Provisioning SAML 2.0 SSO for a Neeve Organization

  • Published on May 7, 2026
  • 1 minute(s) read
Prev Next

Provisioning SAML 2.0 SSO for a Neeve Organization

Neeve supports SAML 2.0-based SSO for organizations. SSO setup is a two-part configuration:

  1. Neeve Portal → Identity Provider

    • Neeve generates:

      • ACS URL

      • Entity ID URL

  2. Identity Provider → Neeve Portal

    • The IdP is configured with Neeve’s ACS URL and Entity ID.

    • The IdP then provides metadata back to Neeve.

    • Neeve uses that metadata to complete the SSO handshake.

Authentication is handled by the customer’s IdP. Authorization is still handled by Neeve Portal, so users must exist in both the IdP and Neeve Portal.

Common Troubleshooting

User is not redirected to the IdP

Check:

  • The user’s email domain matches the domain configured in Neeve Portal.

  • SSO is enabled.

  • The provider configuration is not still in draft mode.

User authenticates successfully but cannot access Neeve

Check:

  • The user exists in Neeve Portal.

  • The user has the correct Neeve authorization or role.
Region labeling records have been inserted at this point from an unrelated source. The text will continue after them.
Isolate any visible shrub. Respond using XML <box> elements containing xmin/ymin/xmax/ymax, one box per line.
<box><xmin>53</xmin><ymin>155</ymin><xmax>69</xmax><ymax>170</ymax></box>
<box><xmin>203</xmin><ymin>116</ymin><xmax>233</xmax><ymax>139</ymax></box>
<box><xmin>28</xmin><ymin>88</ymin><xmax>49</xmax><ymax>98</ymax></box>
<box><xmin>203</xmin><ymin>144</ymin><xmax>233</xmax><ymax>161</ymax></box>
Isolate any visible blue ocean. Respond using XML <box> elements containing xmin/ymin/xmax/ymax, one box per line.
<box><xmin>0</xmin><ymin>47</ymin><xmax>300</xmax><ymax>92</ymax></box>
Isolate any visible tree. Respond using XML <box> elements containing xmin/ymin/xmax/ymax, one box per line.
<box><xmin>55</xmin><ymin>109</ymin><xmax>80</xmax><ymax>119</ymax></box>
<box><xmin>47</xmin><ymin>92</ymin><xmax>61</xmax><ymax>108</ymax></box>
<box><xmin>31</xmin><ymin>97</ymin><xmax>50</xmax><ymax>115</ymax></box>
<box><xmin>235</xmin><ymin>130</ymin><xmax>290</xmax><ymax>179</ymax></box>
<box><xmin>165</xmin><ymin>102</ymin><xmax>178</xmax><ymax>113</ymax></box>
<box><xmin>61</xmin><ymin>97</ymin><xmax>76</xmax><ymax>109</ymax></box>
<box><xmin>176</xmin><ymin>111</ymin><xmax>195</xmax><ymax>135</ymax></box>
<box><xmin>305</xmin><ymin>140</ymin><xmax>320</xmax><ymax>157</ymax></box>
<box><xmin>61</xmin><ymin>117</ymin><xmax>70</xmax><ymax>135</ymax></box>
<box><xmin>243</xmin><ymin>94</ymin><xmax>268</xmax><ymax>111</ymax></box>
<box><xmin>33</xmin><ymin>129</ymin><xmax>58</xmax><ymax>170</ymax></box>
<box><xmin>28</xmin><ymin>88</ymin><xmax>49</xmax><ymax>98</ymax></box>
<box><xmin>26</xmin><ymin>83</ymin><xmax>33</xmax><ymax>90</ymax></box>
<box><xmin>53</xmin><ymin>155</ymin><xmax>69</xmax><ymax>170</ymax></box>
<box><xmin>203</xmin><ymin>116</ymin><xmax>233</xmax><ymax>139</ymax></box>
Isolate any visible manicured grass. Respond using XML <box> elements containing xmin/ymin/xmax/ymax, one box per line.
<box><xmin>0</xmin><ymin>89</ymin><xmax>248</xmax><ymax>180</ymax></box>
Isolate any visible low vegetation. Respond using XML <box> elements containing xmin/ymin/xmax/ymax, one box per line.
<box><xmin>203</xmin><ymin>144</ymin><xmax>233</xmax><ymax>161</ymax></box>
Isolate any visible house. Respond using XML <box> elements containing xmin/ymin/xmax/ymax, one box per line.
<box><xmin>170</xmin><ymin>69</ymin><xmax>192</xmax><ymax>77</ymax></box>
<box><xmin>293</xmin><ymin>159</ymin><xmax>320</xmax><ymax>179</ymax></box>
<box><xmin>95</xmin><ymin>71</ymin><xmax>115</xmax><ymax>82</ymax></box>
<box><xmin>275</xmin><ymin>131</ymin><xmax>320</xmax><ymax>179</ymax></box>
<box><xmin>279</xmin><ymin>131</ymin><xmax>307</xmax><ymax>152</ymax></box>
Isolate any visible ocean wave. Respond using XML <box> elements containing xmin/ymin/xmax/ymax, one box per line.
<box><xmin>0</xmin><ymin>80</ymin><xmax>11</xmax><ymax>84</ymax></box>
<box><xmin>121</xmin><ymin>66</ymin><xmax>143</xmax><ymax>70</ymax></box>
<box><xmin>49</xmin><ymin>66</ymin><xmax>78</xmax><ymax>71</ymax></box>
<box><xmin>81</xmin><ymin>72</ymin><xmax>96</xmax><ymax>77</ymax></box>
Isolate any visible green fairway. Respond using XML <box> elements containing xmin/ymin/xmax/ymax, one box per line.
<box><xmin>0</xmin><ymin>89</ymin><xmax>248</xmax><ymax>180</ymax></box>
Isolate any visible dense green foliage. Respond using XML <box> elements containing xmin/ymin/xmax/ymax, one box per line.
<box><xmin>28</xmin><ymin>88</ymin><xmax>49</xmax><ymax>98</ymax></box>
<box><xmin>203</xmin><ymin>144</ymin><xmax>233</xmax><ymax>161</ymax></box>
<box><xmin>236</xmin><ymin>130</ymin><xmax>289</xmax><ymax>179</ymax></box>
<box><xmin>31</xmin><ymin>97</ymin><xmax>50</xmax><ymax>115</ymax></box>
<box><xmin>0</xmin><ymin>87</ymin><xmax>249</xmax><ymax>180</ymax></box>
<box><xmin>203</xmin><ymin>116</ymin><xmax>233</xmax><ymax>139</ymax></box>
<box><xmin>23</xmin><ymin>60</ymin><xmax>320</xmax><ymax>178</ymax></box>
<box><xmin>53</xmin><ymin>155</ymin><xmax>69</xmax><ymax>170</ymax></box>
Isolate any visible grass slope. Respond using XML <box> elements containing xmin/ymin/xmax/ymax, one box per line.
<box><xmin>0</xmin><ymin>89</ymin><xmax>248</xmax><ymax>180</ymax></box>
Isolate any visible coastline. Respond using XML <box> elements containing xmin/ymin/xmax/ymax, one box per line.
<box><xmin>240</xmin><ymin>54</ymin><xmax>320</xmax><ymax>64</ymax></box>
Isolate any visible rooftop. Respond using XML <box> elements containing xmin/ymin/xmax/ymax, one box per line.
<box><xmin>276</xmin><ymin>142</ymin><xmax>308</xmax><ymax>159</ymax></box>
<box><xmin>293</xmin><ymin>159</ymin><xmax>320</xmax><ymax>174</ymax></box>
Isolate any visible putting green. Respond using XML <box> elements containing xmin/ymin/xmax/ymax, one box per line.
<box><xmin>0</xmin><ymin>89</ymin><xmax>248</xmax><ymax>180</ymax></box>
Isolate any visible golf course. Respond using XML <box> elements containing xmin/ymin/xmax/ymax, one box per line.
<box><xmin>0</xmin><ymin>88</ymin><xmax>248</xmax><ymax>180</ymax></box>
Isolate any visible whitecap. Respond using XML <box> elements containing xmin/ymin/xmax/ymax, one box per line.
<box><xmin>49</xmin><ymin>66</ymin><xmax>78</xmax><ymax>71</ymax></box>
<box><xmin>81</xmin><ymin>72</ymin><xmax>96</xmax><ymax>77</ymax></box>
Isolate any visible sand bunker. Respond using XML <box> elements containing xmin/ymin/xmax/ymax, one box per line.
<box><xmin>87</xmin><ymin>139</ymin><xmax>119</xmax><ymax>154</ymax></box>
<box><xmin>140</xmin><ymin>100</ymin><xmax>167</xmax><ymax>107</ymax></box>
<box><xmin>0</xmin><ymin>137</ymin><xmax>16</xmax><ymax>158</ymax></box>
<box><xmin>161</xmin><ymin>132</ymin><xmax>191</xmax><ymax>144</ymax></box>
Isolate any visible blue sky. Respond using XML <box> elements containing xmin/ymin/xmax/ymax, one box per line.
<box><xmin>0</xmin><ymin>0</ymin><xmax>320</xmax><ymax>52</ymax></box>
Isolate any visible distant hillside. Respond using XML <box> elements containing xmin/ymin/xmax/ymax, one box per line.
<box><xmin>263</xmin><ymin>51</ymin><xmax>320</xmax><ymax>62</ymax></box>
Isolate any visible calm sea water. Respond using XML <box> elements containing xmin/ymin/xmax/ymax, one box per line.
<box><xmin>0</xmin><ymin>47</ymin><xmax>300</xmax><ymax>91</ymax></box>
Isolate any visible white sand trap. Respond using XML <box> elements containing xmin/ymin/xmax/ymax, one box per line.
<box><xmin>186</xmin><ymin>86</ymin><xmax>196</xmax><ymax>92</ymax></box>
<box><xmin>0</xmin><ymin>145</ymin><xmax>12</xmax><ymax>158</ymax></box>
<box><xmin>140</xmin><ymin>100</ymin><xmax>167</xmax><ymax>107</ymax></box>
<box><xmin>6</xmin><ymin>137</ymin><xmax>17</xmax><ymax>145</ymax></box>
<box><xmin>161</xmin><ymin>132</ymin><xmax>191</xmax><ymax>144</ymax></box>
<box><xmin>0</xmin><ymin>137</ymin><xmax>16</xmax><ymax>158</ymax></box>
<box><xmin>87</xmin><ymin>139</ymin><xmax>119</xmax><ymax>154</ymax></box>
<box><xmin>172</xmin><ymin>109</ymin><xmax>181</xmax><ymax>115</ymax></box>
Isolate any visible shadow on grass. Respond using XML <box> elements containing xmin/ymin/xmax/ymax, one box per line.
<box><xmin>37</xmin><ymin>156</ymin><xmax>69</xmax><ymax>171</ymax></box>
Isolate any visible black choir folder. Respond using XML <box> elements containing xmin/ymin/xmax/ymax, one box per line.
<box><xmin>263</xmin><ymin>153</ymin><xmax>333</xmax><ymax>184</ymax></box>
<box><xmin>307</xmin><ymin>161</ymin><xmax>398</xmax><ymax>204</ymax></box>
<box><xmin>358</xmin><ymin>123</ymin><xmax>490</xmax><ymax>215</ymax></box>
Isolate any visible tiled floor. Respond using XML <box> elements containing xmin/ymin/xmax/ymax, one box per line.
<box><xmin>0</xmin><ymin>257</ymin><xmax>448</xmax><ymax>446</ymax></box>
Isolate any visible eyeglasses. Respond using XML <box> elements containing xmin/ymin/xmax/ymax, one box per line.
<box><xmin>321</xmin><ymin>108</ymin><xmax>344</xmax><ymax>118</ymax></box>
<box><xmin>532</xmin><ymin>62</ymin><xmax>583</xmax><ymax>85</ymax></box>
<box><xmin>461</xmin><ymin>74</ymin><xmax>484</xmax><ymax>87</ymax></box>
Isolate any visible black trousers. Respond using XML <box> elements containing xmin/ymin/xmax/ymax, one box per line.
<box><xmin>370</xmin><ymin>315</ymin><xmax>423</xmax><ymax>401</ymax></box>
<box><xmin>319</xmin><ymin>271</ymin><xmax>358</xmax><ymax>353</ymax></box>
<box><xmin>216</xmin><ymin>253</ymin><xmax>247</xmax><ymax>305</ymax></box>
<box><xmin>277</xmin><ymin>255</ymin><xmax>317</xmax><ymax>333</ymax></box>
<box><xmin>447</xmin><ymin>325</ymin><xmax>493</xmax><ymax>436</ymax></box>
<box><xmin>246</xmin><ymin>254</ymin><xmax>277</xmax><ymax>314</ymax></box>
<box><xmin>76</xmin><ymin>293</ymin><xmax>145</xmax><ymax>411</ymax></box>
  • The user exists in the IdP.

  • The user is assigned to the SAML application or required IdP group.

Login fails after IdP authentication

Check the SAML attribute mapping.

Most likely issue:

email

The attribute name must match exactly and is case-sensitive.

User is prompted for MFA unexpectedly

Neeve Portal MFA should be bypassed for SSO users. If MFA appears, check:

  • Whether the login is actually going through SSO.

  • Whether MFA is being enforced by the IdP.

  • Whether the user’s domain matches the SSO-configured domain.

User cannot log in after SSO is disabled

This is a known limitation for users created during the SSO period.

Workaround:

  • Re-invite the affected user from Neeve Portal so they can set a password.